The race satisfied because it was pure psychology. I’ve been running short, sparse distances, but never practicing at psychological perseverance that frankly for me is the point of training. I run because it reminds me that optimism rests on framing the issue (“I love to run hills! Cold wind in my face is invigorating!”). It’s easy to quit. It’s harder to decide to go, and harder still to act on that decision. When I say I’m “out of shape” I don’t mean my calves have shrunk; I mean I’m rusty on practicing willpower.
This morning I ran with Scott for nine and three-quarter miles, and midway across the sunny Memorial Bridge I burst out: You go ahead, friend!
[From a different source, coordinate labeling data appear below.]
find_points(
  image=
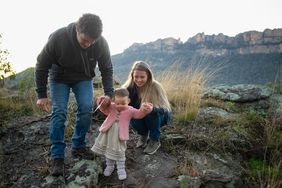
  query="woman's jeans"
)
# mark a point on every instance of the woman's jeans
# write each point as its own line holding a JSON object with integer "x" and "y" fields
{"x": 150, "y": 125}
{"x": 83, "y": 92}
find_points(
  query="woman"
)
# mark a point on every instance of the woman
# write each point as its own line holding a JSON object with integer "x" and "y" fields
{"x": 144, "y": 88}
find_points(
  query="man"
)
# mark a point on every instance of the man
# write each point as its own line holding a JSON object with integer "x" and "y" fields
{"x": 70, "y": 57}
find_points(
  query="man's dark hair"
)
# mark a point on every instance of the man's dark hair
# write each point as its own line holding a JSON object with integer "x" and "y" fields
{"x": 90, "y": 24}
{"x": 121, "y": 92}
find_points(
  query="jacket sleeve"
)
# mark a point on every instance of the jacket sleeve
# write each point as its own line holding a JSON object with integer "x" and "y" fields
{"x": 106, "y": 68}
{"x": 138, "y": 114}
{"x": 105, "y": 111}
{"x": 44, "y": 62}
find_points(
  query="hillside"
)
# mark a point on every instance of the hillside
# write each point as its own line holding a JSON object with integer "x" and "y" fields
{"x": 248, "y": 58}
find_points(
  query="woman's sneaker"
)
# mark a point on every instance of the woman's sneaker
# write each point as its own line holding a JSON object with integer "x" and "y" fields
{"x": 121, "y": 174}
{"x": 109, "y": 170}
{"x": 152, "y": 147}
{"x": 142, "y": 141}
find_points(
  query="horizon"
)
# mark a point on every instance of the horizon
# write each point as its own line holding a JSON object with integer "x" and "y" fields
{"x": 128, "y": 22}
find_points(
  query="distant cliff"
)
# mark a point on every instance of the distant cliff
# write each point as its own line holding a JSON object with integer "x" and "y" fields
{"x": 248, "y": 58}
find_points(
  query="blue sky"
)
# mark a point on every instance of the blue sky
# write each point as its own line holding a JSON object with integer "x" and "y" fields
{"x": 26, "y": 25}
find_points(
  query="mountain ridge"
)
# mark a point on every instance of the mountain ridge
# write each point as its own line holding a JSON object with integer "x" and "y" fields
{"x": 258, "y": 52}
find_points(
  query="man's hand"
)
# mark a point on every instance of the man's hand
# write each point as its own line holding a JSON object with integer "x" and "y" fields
{"x": 147, "y": 107}
{"x": 44, "y": 104}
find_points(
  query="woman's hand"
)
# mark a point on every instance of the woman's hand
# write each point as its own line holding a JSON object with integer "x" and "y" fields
{"x": 147, "y": 107}
{"x": 44, "y": 104}
{"x": 104, "y": 101}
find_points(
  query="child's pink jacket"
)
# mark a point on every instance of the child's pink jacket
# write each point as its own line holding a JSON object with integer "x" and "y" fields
{"x": 123, "y": 121}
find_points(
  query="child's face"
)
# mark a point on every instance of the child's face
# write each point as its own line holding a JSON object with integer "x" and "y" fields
{"x": 121, "y": 103}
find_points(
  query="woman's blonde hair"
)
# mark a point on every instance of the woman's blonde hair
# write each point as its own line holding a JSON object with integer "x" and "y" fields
{"x": 152, "y": 91}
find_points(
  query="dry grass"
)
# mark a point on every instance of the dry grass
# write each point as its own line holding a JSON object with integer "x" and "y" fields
{"x": 184, "y": 89}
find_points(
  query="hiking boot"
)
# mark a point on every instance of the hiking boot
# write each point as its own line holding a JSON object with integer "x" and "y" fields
{"x": 57, "y": 167}
{"x": 152, "y": 147}
{"x": 142, "y": 141}
{"x": 82, "y": 153}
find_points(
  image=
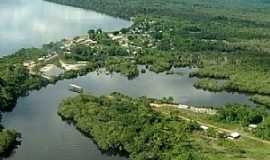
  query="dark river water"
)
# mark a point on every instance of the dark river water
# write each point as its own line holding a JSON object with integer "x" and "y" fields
{"x": 28, "y": 23}
{"x": 45, "y": 136}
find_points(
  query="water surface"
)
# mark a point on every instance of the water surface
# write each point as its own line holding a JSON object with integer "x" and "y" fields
{"x": 31, "y": 23}
{"x": 46, "y": 136}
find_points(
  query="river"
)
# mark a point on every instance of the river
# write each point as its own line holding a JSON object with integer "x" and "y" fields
{"x": 31, "y": 23}
{"x": 44, "y": 135}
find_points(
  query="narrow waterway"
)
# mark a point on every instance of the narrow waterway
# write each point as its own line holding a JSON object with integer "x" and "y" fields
{"x": 27, "y": 23}
{"x": 46, "y": 136}
{"x": 31, "y": 23}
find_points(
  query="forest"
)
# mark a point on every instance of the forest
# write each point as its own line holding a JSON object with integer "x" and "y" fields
{"x": 226, "y": 41}
{"x": 129, "y": 126}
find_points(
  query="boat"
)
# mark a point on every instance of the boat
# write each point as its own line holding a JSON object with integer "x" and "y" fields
{"x": 75, "y": 88}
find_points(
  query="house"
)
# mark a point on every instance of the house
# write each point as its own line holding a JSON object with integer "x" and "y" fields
{"x": 181, "y": 106}
{"x": 204, "y": 127}
{"x": 75, "y": 88}
{"x": 234, "y": 135}
{"x": 252, "y": 126}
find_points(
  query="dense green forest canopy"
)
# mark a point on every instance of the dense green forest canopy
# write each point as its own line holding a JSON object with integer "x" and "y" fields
{"x": 119, "y": 123}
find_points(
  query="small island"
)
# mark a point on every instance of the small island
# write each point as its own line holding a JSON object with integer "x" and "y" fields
{"x": 226, "y": 50}
{"x": 145, "y": 128}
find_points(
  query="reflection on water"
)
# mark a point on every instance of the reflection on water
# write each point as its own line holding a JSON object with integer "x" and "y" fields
{"x": 45, "y": 136}
{"x": 28, "y": 23}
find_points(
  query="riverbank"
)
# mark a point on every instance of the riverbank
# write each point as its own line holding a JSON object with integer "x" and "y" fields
{"x": 110, "y": 121}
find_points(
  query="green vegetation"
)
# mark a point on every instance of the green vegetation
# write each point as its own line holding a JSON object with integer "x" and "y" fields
{"x": 119, "y": 123}
{"x": 7, "y": 140}
{"x": 263, "y": 100}
{"x": 15, "y": 78}
{"x": 214, "y": 146}
{"x": 122, "y": 66}
{"x": 209, "y": 84}
{"x": 225, "y": 40}
{"x": 245, "y": 115}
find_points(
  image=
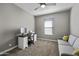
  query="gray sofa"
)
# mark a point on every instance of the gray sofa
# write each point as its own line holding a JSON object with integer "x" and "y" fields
{"x": 68, "y": 47}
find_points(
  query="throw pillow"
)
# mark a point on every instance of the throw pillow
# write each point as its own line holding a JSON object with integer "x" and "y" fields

Save yourself! I’ve hit a wall, and I’m done for the day! And my favorite older, fitter alum turns to me and sternly says: I have enjoyed this morning with you, Kat, but if you quit now and ruin my time I will be so ticked off.
So this was the lesson. You psyche yourself up for the doldrums in the middle, for the parts where it gets boring. But those are not the hard parts. The hard part comes when you lose track of the finish line — of the goal. When your faith slips for a moment in your own ability to finish. For a second that last quarter mile loomed larger in my mind than the previous nine and three-quarter miles, and I knew, on my untrained legs and back, that I could walk and not be ashamed.
And in fact that’s the point. You plan your race and race your plan. Everything, everything comes down to realizing that it’s as simple as putting mind over matter.
I ran – run, really – to clear my head. Halfway through the course I learned that it’s not about “clearing” – it’s as simple as: I need to put my head down, focus on the most urgent tasks first, finish my homework, and realize that everything will fall into place.
The world will keep turning whether or not I decide to run a race. There’s something oddly comforting about realizing that as one in a huge crowd, the difference between running or not running is entirely personal for me. It’s hard to jump off a cliff into a painful, humiliating ten-mile chute, but it was simple. Straightforward. Inspiring, to find this enormous, temporary, real community, and inspiring to find something to intensely personal for myself.
Every activity comes with a lesson; this morning’s run counted for many. But my takeaway goes little further than to reinforce that oft-repeated motto: mind over matter.
I realize that ten miles is no spectacular accomplishment. My brother, an ultramarathoner, delights in setting and shattering the bar for freshly-intense feats. Had I prepared mentally for the run I would likely have breezed through as a training run (and an expensive t-shirt!) on my way to the next distance.
Instead, this was an opportunity to probe my own perseverance. My physical strength was a nonstarter, so every step rested entirely on willpower. Today I needed Scott’s external pressure – and thank God it came! – to keep me on task. Having passed that assisted finish line, I recall that I can trust my feet and my brain. I appreciate the help, but I am freshly confident that I am strong enough. It was exciting to learn that I can do it.
I love that I found that series of deep, bracing breaths I needed. Hooah!